I have a content campfire story for you.
Once upon a time, a company that still lives today was founded in a city by the bay. It has lived its entire life in the digital age. It was founded around the time that many of today’s social platforms emerged, and it leapt to early success by creating an entire category of content and experience.
The company disrupted the status-quo foundation of a classic business approach. It created a differentiating, thought-leading, content-driven experience across its industry. From its inception, it has owned the space it created. It is the very definition of Clayton Christensen’s term disruptive innovation – what the venture community calls a unicorn. From angel-funded startup to venture-funded behemoth, it has been enormously successful.
And its use of content has been its beating heart.
Now, market forces are compelling the business to expand in two directions. Their success means that they are placing bets by both expanding into different markets and adding breadth to their solutions. As a result, their once niche, remarkable content experience is in danger of breaking. It’s becoming generalized, too general for sophisticated customers, too complex for basic customers, and losing all sense of differentiation.
If the content experience breaks, the unicorn may stumble along with it. The question is, what to do? Should they dismantle the experience? Should they change the experience to fit the business direction? Launch another?
I think we’ll see more and more of this type of challenge as valuable content powers more and more of our marketing and customer experience strategies. The story above is an extreme example; there are other smaller examples as well.
One company I worked with sold an entire product division of their company, but the very successful blog and resource center didn’t go with it. What should the company do with that content? Should they pivot it or abandon it completely? Should they have sold the blog and its audience with the product division? What would that have been worth? These are new questions that we will have to grapple with.
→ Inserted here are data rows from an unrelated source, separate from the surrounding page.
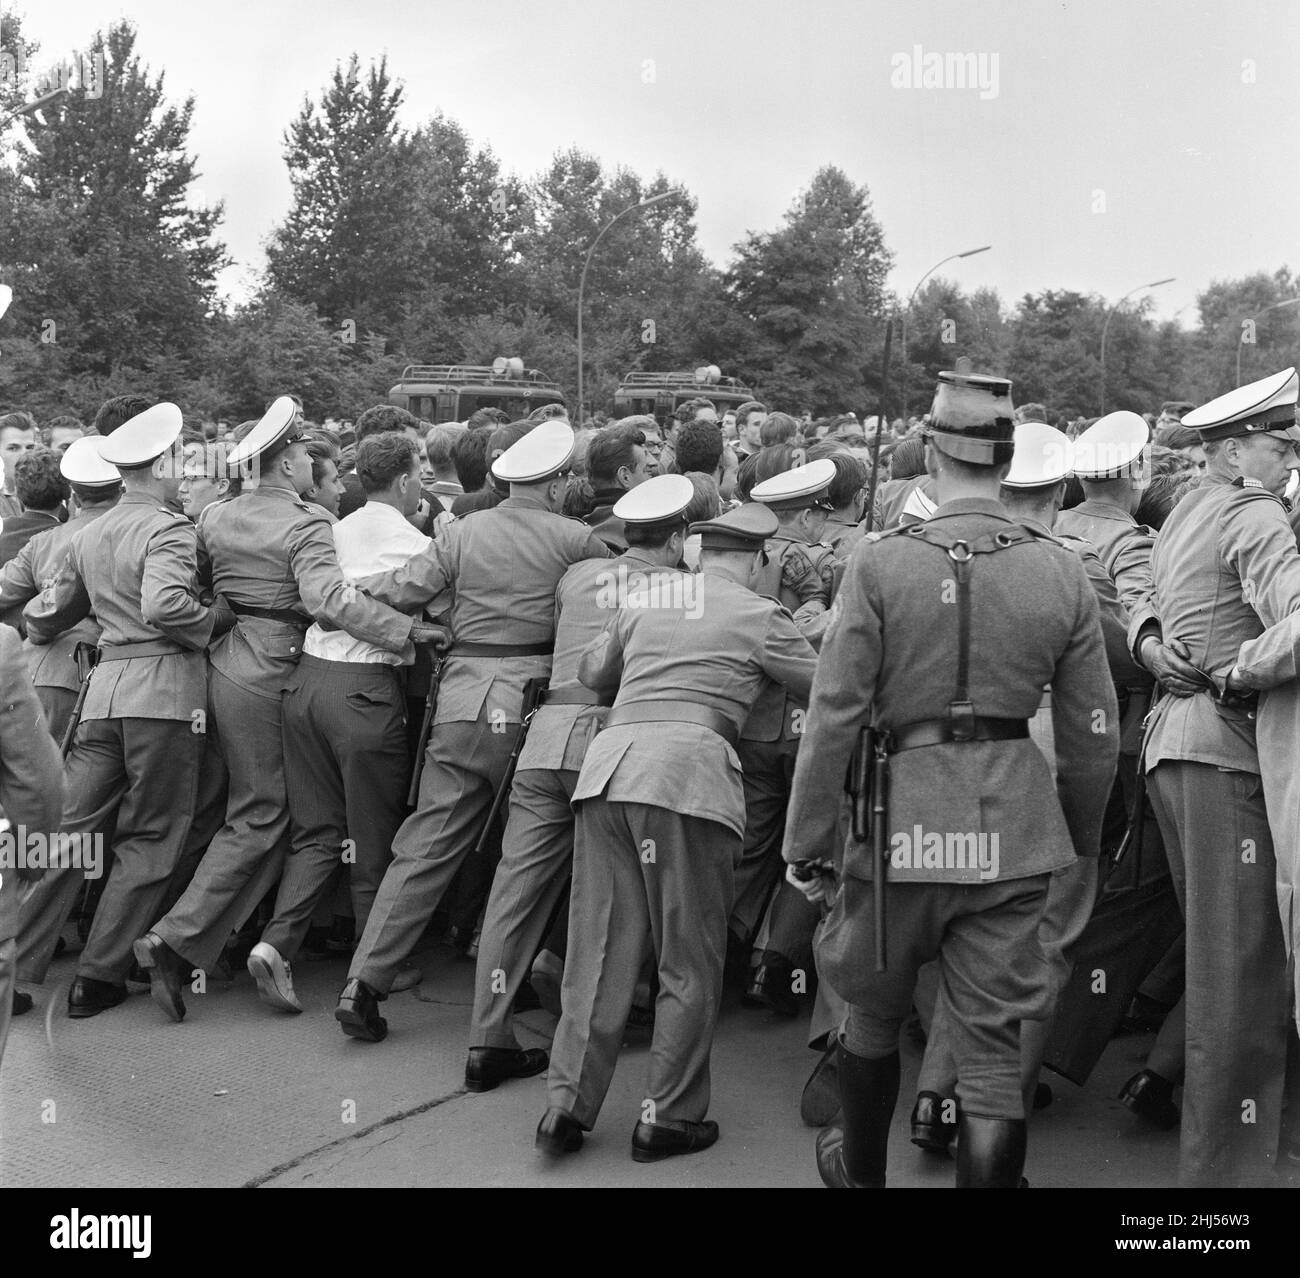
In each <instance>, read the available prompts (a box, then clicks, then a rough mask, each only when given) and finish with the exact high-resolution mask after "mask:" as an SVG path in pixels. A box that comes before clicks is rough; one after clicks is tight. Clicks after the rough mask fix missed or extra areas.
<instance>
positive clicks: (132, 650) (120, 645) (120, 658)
mask: <svg viewBox="0 0 1300 1278" xmlns="http://www.w3.org/2000/svg"><path fill="white" fill-rule="evenodd" d="M185 651H187V649H183V647H182V646H181V645H179V644H174V642H172V640H140V641H139V642H138V644H110V645H107V646H104V647H101V649H100V650H99V659H100V660H101V662H125V660H129V659H130V658H131V657H174V655H175V654H177V653H185Z"/></svg>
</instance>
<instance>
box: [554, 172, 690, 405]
mask: <svg viewBox="0 0 1300 1278" xmlns="http://www.w3.org/2000/svg"><path fill="white" fill-rule="evenodd" d="M676 194H677V192H676V191H664V192H663V194H662V195H653V196H651V198H650V199H647V200H642V202H641V203H640V204H632V205H629V207H628V208H625V209H624V211H623V212H621V213H616V215H615V216H614V217H611V218H610V221H607V222H606V224H604V225H603V226H602V228H601V233H599V235H597V237H595V239H593V241H591V247H590V248H589V250H588V251H586V261H584V263H582V276H581V278H580V280H578V282H577V425H578V426H581V425H582V407H584V398H582V295H584V294H585V293H586V272H588V268H589V267H590V265H591V255H593V254H594V252H595V250H597V246H598V244H599V243H601V241H602V239H604V233H606V231H607V230H608V229H610V228H611V226H612V225H614V224H615V222H619V221H621V220H623V218H624V217H627V216H628V215H629V213H638V212H641V209H643V208H650V205H651V204H659V203H662V202H663V200H667V199H671V198H672V196H673V195H676Z"/></svg>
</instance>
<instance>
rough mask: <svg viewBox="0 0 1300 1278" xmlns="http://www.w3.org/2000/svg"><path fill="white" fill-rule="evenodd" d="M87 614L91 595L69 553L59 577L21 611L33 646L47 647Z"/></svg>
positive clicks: (70, 554) (70, 555) (59, 570)
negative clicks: (87, 590)
mask: <svg viewBox="0 0 1300 1278" xmlns="http://www.w3.org/2000/svg"><path fill="white" fill-rule="evenodd" d="M90 614H91V606H90V595H88V594H87V593H86V584H85V582H83V581H82V579H81V573H79V572H78V571H77V564H75V562H74V559H73V553H72V551H70V550H69V553H68V558H66V559H65V560H64V566H62V568H60V569H59V576H57V577H56V579H55V580H53V581H52V582H51V584H49V585H48V586H45V589H44V590H42V592H40V594H38V595H36V597H35V598H34V599H32V601H31V602H30V603H29V605H27V607H26V608H23V614H22V620H23V624H25V625H26V628H27V638H30V640H31V642H32V644H49V642H51V641H52V640H55V638H57V637H59V636H60V634H62V633H64V631H70V629H72V628H73V627H74V625H75V624H77V623H78V621H85V620H86V618H88V616H90Z"/></svg>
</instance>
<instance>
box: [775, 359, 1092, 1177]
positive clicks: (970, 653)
mask: <svg viewBox="0 0 1300 1278" xmlns="http://www.w3.org/2000/svg"><path fill="white" fill-rule="evenodd" d="M1011 451H1013V420H1011V403H1010V384H1009V382H1006V381H1004V380H1002V378H996V377H983V376H970V374H967V376H963V374H957V373H941V374H940V385H939V391H937V394H936V397H935V403H933V408H932V411H931V434H930V438H928V449H927V454H928V455H927V467H928V468H930V471H931V473H932V475H933V476H935V482H936V497H937V510H936V512H935V515H933V517H932V519H930V520H928V521H924V523H918V524H915V525H911V527H909V528H905V529H900V530H898V532H894V533H891V534H887V536H884V537H881V538H880V540H879V541H878V542H874V543H865V545H863V546H859V549H858V550H857V551H855V553H854V556H853V559H852V560H850V563H849V568H848V572H846V575H845V581H844V586H842V589H841V593H840V595H839V598H837V599H836V603H835V610H833V612H835V615H833V618H832V620H831V624H829V627H828V629H827V633H826V638H824V641H823V649H822V659H820V663H819V666H818V675H816V680H815V681H814V688H813V698H811V705H810V712H809V729H807V732H806V735H805V740H803V745H802V749H801V751H800V758H798V763H797V766H796V774H794V789H793V794H792V798H790V811H789V816H788V820H787V827H785V831H787V832H785V846H784V855H785V859H787V861H789V862H794V863H800V862H803V863H807V865H806V868H805V870H802V871H801V872H802V874H807V872H810V871H811V870H813V868H814V867H815V866H818V865H826V861H827V858H826V848H827V845H828V842H829V841H831V839H832V837H833V835H835V826H836V819H837V814H839V797H840V790H841V787H842V784H844V771H845V761H846V759H848V758H849V757H850V754H852V751H853V750H854V748H855V745H857V744H858V737H859V732H861V729H862V728H865V727H867V725H868V724H870V725H871V727H872V728H874V729H875V732H876V733H878V737H876V738H875V742H868V745H867V749H868V755H870V757H871V758H874V755H875V749H874V745H875V744H879V749H880V751H881V753H883V754H887V755H888V776H887V777H879V775H878V781H879V784H883V785H887V787H888V793H878V796H875V797H874V798H872V800H871V805H872V806H876V805H878V803H887V806H888V811H887V813H885V814H884V816H883V818H881V816H876V820H880V822H881V824H880V826H879V827H876V828H872V831H871V835H872V836H874V837H872V839H868V840H867V841H857V840H850V841H849V844H848V846H846V849H845V853H844V874H842V883H841V887H840V889H839V893H837V894H836V897H835V902H833V906H832V911H831V917H829V919H828V920H827V924H826V928H824V930H823V933H822V936H820V940H819V946H818V967H819V971H820V972H822V974H823V978H824V979H828V980H829V982H831V983H832V985H833V987H835V989H836V991H837V992H839V993H840V995H841V996H842V997H844V998H846V1000H848V1001H849V1004H850V1005H852V1006H850V1010H849V1015H848V1019H846V1022H845V1026H844V1031H842V1036H841V1041H840V1065H839V1078H840V1095H841V1104H842V1112H844V1127H842V1130H841V1128H833V1127H832V1128H827V1130H826V1131H824V1132H822V1135H820V1136H819V1138H818V1166H819V1170H820V1173H822V1178H823V1180H824V1182H826V1183H827V1184H829V1186H835V1187H871V1186H883V1184H884V1179H885V1156H887V1145H888V1136H889V1121H891V1117H892V1114H893V1108H894V1104H896V1101H897V1093H898V1069H900V1065H898V1032H900V1027H901V1024H902V1019H904V1017H905V1015H906V1013H907V1010H909V1008H910V1005H911V1000H913V989H914V985H915V978H917V971H918V969H919V967H920V965H922V963H924V962H928V961H930V959H932V958H937V959H939V965H940V982H939V1009H940V1010H939V1013H937V1014H943V1015H945V1017H949V1018H950V1024H952V1027H953V1035H954V1040H953V1056H954V1058H956V1062H957V1095H958V1100H959V1101H961V1119H959V1125H961V1128H959V1139H958V1161H957V1183H958V1186H961V1187H983V1186H988V1187H995V1186H1013V1187H1014V1186H1015V1184H1018V1183H1019V1179H1021V1170H1022V1167H1023V1162H1024V1147H1026V1123H1024V1106H1023V1099H1022V1095H1021V1054H1019V1022H1021V1021H1022V1019H1023V1018H1026V1017H1032V1015H1035V1014H1039V1011H1040V1009H1041V1008H1043V1005H1044V1001H1045V993H1047V971H1045V965H1044V962H1043V956H1041V952H1040V949H1039V941H1037V928H1039V918H1040V915H1041V913H1043V907H1044V904H1045V898H1047V888H1048V876H1049V875H1050V874H1052V872H1053V871H1054V870H1061V868H1063V867H1066V866H1069V865H1071V863H1073V861H1074V858H1075V855H1076V854H1084V855H1096V853H1097V842H1099V836H1100V827H1101V815H1102V810H1104V806H1105V792H1106V788H1108V787H1109V784H1110V776H1112V772H1113V768H1114V761H1115V753H1117V746H1118V731H1117V724H1115V696H1114V690H1113V689H1112V685H1110V677H1109V673H1108V670H1106V659H1105V650H1104V645H1102V637H1101V629H1100V625H1099V623H1097V603H1096V598H1095V597H1093V593H1092V590H1091V588H1089V586H1088V580H1087V575H1086V573H1084V569H1083V567H1082V564H1080V563H1079V559H1078V558H1076V556H1075V555H1074V554H1071V553H1070V551H1069V550H1066V549H1065V547H1062V546H1061V545H1060V543H1057V542H1056V541H1054V540H1052V538H1049V537H1045V536H1043V534H1041V533H1040V532H1035V530H1034V529H1031V528H1027V527H1024V525H1021V524H1015V523H1013V521H1011V520H1010V519H1009V517H1008V516H1006V512H1005V510H1004V508H1002V506H1001V504H1000V503H998V501H997V495H998V488H1000V484H1001V481H1002V478H1004V477H1005V475H1006V471H1008V465H1009V463H1010V460H1011ZM1047 684H1050V685H1052V714H1053V724H1054V738H1056V753H1057V761H1058V772H1060V785H1056V784H1053V777H1052V774H1050V771H1049V768H1048V764H1047V762H1045V759H1044V757H1043V755H1041V754H1040V753H1039V750H1037V749H1036V748H1035V745H1034V744H1032V741H1031V740H1030V731H1028V720H1030V718H1031V716H1032V715H1034V714H1035V711H1036V710H1037V707H1039V702H1040V699H1041V696H1043V688H1044V685H1047ZM876 840H879V844H880V846H881V848H883V849H884V850H885V853H887V859H883V863H880V865H878V863H875V862H876V853H875V852H874V844H875V842H876ZM883 878H887V880H888V881H885V883H881V881H880V880H881V879H883ZM796 879H797V876H793V875H792V881H796ZM872 880H874V881H872ZM826 881H827V880H826V879H823V878H822V876H820V875H814V876H813V878H811V879H810V880H809V887H807V892H809V894H810V896H811V897H820V896H823V894H824V893H826ZM872 889H875V891H884V892H885V894H887V897H885V898H887V902H888V913H889V927H888V939H887V944H885V957H887V963H888V970H887V971H884V972H876V971H875V970H874V966H875V965H874V962H872V950H874V948H875V940H876V936H875V920H874V917H872V905H871V892H872Z"/></svg>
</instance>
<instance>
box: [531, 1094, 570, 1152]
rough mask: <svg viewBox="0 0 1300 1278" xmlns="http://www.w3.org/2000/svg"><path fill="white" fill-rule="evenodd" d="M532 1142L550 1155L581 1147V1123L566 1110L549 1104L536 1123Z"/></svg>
mask: <svg viewBox="0 0 1300 1278" xmlns="http://www.w3.org/2000/svg"><path fill="white" fill-rule="evenodd" d="M533 1144H534V1145H536V1147H537V1148H538V1149H541V1151H542V1153H549V1154H551V1156H552V1157H559V1156H560V1154H562V1153H573V1152H575V1151H577V1149H581V1148H582V1125H581V1123H580V1122H578V1121H577V1119H576V1118H575V1117H573V1115H572V1114H571V1113H568V1112H567V1110H563V1109H558V1108H556V1106H555V1105H551V1108H550V1109H547V1110H546V1113H545V1114H542V1121H541V1122H539V1123H538V1125H537V1138H536V1139H534V1140H533Z"/></svg>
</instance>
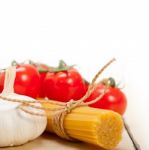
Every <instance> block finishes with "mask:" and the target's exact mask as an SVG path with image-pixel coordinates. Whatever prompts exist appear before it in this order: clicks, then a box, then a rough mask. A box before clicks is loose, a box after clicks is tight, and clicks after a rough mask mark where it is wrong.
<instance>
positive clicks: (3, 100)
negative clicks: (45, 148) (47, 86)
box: [0, 67, 47, 147]
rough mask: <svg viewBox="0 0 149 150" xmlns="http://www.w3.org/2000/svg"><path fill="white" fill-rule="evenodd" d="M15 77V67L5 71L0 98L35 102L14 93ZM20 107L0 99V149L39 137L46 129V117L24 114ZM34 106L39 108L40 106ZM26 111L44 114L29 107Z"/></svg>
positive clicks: (19, 105) (28, 107)
mask: <svg viewBox="0 0 149 150" xmlns="http://www.w3.org/2000/svg"><path fill="white" fill-rule="evenodd" d="M15 75H16V68H15V67H9V68H8V69H7V70H6V74H5V82H4V90H3V92H2V93H1V94H0V96H1V97H6V98H15V99H18V100H26V101H31V100H32V101H35V99H33V98H30V97H27V96H24V95H19V94H16V93H14V89H13V85H14V80H15ZM20 105H21V103H18V102H10V101H6V100H4V99H0V147H7V146H16V145H21V144H24V143H26V142H28V141H31V140H33V139H35V138H37V137H38V136H40V135H41V134H42V133H43V131H44V130H45V128H46V124H47V117H44V116H36V115H32V114H29V113H26V112H24V111H22V110H21V109H20V108H19V106H20ZM34 105H35V104H34ZM36 105H38V106H39V105H40V104H36ZM27 109H28V110H32V111H34V112H38V113H44V111H43V110H37V109H33V108H29V107H27Z"/></svg>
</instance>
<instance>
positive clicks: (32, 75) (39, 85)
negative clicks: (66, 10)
mask: <svg viewBox="0 0 149 150" xmlns="http://www.w3.org/2000/svg"><path fill="white" fill-rule="evenodd" d="M16 68H17V69H16V79H15V83H14V91H15V92H16V93H18V94H21V95H26V96H30V97H33V98H36V97H37V95H38V93H39V88H40V75H39V73H38V71H37V69H36V68H35V67H34V66H32V65H30V64H19V65H17V67H16ZM4 78H5V73H4V72H3V73H0V92H2V90H3V86H4Z"/></svg>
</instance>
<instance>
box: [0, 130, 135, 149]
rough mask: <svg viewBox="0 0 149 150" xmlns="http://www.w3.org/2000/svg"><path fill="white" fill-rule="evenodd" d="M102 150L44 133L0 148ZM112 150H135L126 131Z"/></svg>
mask: <svg viewBox="0 0 149 150" xmlns="http://www.w3.org/2000/svg"><path fill="white" fill-rule="evenodd" d="M50 149H51V150H103V149H102V148H99V147H97V146H94V145H91V144H86V143H83V142H77V143H72V142H69V141H66V140H63V139H61V138H59V137H57V136H56V135H53V134H49V133H44V134H43V135H42V136H40V137H39V138H38V139H36V140H34V141H32V142H29V143H27V144H24V145H22V146H18V147H11V148H0V150H50ZM114 150H135V148H134V146H133V144H132V141H131V140H130V138H129V136H128V134H127V132H126V131H124V133H123V140H122V141H121V143H120V144H119V145H118V146H117V148H115V149H114Z"/></svg>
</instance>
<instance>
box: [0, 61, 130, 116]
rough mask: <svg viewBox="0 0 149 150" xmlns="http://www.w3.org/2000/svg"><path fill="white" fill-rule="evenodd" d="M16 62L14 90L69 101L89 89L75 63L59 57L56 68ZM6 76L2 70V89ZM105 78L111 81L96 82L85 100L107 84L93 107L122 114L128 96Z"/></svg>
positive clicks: (111, 82)
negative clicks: (124, 93)
mask: <svg viewBox="0 0 149 150" xmlns="http://www.w3.org/2000/svg"><path fill="white" fill-rule="evenodd" d="M15 65H16V79H15V84H14V90H15V92H16V93H18V94H22V95H27V96H30V97H33V98H45V97H47V98H49V99H52V100H57V101H62V102H67V101H69V100H71V99H74V100H78V99H80V98H81V97H83V96H84V94H85V93H86V91H87V90H88V86H89V83H88V82H87V81H85V80H84V78H83V77H82V76H81V74H80V73H79V72H78V71H77V70H76V69H75V68H74V67H73V66H68V65H66V63H65V62H64V61H60V63H59V66H58V67H56V68H55V67H49V66H48V65H46V64H42V63H33V62H32V63H29V64H24V63H20V64H18V63H17V64H15ZM4 79H5V72H0V92H2V90H3V86H4ZM104 81H105V80H104ZM106 81H108V82H101V83H100V84H99V85H97V88H96V89H95V90H94V91H93V93H92V94H91V95H90V96H89V97H88V98H87V99H86V101H91V100H93V99H95V98H97V97H98V96H100V95H101V94H102V92H103V90H104V89H105V86H107V84H108V90H107V92H106V93H105V95H104V96H103V97H102V98H101V99H100V100H99V101H97V102H96V103H94V104H92V105H91V107H95V108H102V109H111V110H113V111H116V112H118V113H119V114H121V115H123V114H124V112H125V110H126V106H127V99H126V96H125V94H124V93H123V92H122V90H120V89H119V88H118V87H116V84H115V81H114V80H113V79H112V78H109V79H107V80H106ZM109 81H110V82H109Z"/></svg>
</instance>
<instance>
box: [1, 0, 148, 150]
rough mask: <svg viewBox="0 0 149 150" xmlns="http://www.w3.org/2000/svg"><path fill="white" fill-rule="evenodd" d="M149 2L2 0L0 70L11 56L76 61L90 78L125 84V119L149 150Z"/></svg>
mask: <svg viewBox="0 0 149 150" xmlns="http://www.w3.org/2000/svg"><path fill="white" fill-rule="evenodd" d="M148 50H149V4H148V2H147V1H137V0H135V1H131V0H129V1H126V0H125V1H122V0H109V1H107V0H105V1H99V0H98V1H94V0H90V1H88V0H75V1H71V0H68V1H66V0H61V1H57V0H54V1H48V0H47V1H45V0H41V1H39V0H25V1H20V0H18V1H17V0H13V1H8V0H5V1H4V0H1V1H0V68H4V67H6V66H8V65H10V62H11V61H12V60H14V59H15V60H17V61H24V60H26V59H33V60H34V61H41V62H45V63H48V64H51V65H55V64H56V63H57V62H58V60H59V59H64V60H65V61H66V62H67V63H70V64H77V65H78V68H79V69H80V71H81V73H82V74H83V75H84V76H85V77H86V78H87V79H88V80H91V78H92V77H93V75H94V74H95V73H96V72H97V71H98V70H99V69H100V68H101V67H102V65H103V64H104V63H106V62H107V61H108V60H109V59H111V58H113V57H115V58H116V59H117V62H115V63H114V64H113V65H112V66H111V67H110V68H109V69H108V70H107V71H105V73H104V74H103V76H106V75H108V76H115V78H116V79H117V80H118V81H121V82H122V83H124V84H125V89H124V90H125V92H126V94H127V98H128V109H127V112H126V114H125V117H126V119H127V121H128V123H129V125H130V127H131V129H132V131H133V134H134V135H135V137H136V139H137V141H138V142H139V144H140V145H141V147H142V149H143V150H148V149H149V143H148V139H149V129H148V128H149V96H148V93H149V92H148V90H149V88H148V84H149V69H148V64H149V58H148V56H149V55H148Z"/></svg>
I met with another company that had recently merged with a like-sized company to make a new huge company. My client was in the content marketing group of the smaller of the two. As if they were boarding Noah’s ark, every marketing group was paired within the merged companies. The challenge? My marketing director friend had no one to pair with in the other company. Now he’s alone, trying to figure out how to create a new story in a place were he has no relevance. This is a new kind of problem.
Will we ever reach a point where corporate leaders will see a company’s assets as including content and content-driven experiences?
Here’s a more interesting line of questioning. (We’re getting to our campfire story.) What should a unicorn company do when forced to stretch – perhaps productively, perhaps not – into new markets? How can that unicorn retain its uniqueness, preventing its industry-leading, content-driven experiences from becoming just another commoditized voice in a wider market space?
I believe that, as leaders of content-driven experiences in our businesses – as unicorns ourselves – we must retain our own uniqueness by following the advice of one of my heroes, Rita Gunther McGrath. She says,
“To stay ahead, [we] need to constantly start new strategic initiatives, building and exploiting many transient competitive advantages at once.”
To me, that means a couple of things. First, even if we are abundantly successful in launching an industry-leading media product that defines thought leadership, we need to stay capable of launching new content-driven experiences as frequently as we might create new media buys. Second, we need to be able to pivot and dismantle any experience as soon as it ceases to provide that transient advantage.
In my campfire story, the unicorn company in question has seemingly decided to completely re-define its old content experience into a new type of experience that matches everything the business is trying to do. The audience isn’t quite buying it. They may stretch it too far and kill the unique experience. At that point, the reverse may happen, and the experience may actually kill the unicorn.
What’s the moral of our little story? Yeah, let’s not kill any unicorns if we can help it.